全般的に高レベルだが、支持率でトップの2人は、残る3人に比べて学力、大学での勉学、政治経済の専門知識の点で相対的に明確に劣る。日本はひどいアンチ知性の国だ。異国では宰相は高い知的水準・専門知識・職歴を要求される職業であり、かつての田中角栄や三木武夫は、官僚政治家同士の高度な議論に伍していけるだけの勉強をしていた。しかし、世襲議員主体の青年会議所的サロンと化したいまの政界ではそれは難しい。
ちなみに、野党党首の学歴は、野田佳彦は早稲田大学、玉木雄一郎は東京大学(ハーバード大学)、吉村洋文は九州大学、公明党の斎藤鉄夫は東京工業大学博士(プリンストン大学)、共産党の田村智子は早稲田大学、参政党の神谷宗幣は関西大学、百田尚樹は同志社大学中退、福島瑞穂は東京大学である。

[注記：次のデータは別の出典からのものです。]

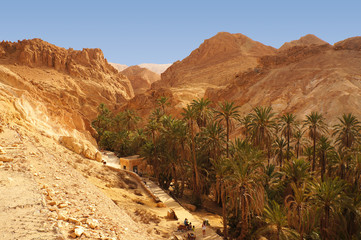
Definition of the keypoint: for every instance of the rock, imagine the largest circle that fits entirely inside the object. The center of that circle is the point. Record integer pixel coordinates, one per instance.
(161, 205)
(93, 223)
(61, 216)
(71, 143)
(137, 192)
(190, 207)
(98, 156)
(74, 220)
(5, 159)
(2, 151)
(171, 215)
(52, 208)
(78, 231)
(62, 205)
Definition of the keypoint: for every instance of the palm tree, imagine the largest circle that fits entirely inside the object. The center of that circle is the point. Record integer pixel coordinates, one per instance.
(213, 137)
(324, 148)
(297, 205)
(347, 132)
(279, 145)
(189, 115)
(262, 127)
(163, 102)
(203, 111)
(288, 124)
(329, 197)
(227, 112)
(245, 123)
(246, 178)
(277, 225)
(298, 140)
(222, 169)
(130, 119)
(316, 125)
(297, 171)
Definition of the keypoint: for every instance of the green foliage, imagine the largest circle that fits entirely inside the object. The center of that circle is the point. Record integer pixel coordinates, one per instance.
(271, 183)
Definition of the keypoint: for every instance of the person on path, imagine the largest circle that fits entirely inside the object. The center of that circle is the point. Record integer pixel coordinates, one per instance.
(204, 228)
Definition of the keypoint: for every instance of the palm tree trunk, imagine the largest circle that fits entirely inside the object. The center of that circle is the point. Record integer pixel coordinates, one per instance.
(227, 122)
(288, 144)
(314, 151)
(224, 211)
(195, 168)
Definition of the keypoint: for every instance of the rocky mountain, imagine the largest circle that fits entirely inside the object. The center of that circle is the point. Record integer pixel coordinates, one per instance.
(140, 78)
(57, 90)
(216, 61)
(302, 76)
(119, 67)
(214, 64)
(157, 68)
(307, 40)
(301, 79)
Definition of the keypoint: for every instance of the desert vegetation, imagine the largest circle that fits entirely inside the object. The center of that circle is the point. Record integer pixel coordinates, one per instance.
(279, 176)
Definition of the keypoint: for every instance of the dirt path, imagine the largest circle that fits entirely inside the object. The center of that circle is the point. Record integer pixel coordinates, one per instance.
(181, 213)
(43, 196)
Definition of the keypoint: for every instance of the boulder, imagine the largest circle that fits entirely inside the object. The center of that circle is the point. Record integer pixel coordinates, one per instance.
(98, 156)
(78, 231)
(5, 159)
(71, 143)
(171, 214)
(190, 207)
(92, 223)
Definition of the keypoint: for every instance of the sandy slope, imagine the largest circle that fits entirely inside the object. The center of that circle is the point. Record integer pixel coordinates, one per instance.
(41, 186)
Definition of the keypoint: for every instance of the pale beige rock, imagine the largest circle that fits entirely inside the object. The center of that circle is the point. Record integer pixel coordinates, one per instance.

配偶者を見ると、小泉の妻はキャスター(青山学院大学・フランス留学経験あり)、高市は元代議士、小林の妻は弁護士(東京大学卒)、林の妻は山口大学教授(東京大学・MIT卒)、茂木は夫人について公表していない。もっとも、茂木に限らず家族情報を公表しない政治家は増えている。しかし、これでは不正が行われても分からない。また、ファーストレディーの質は宰相にとってかなり重要であるから、こうした風潮は問題だ。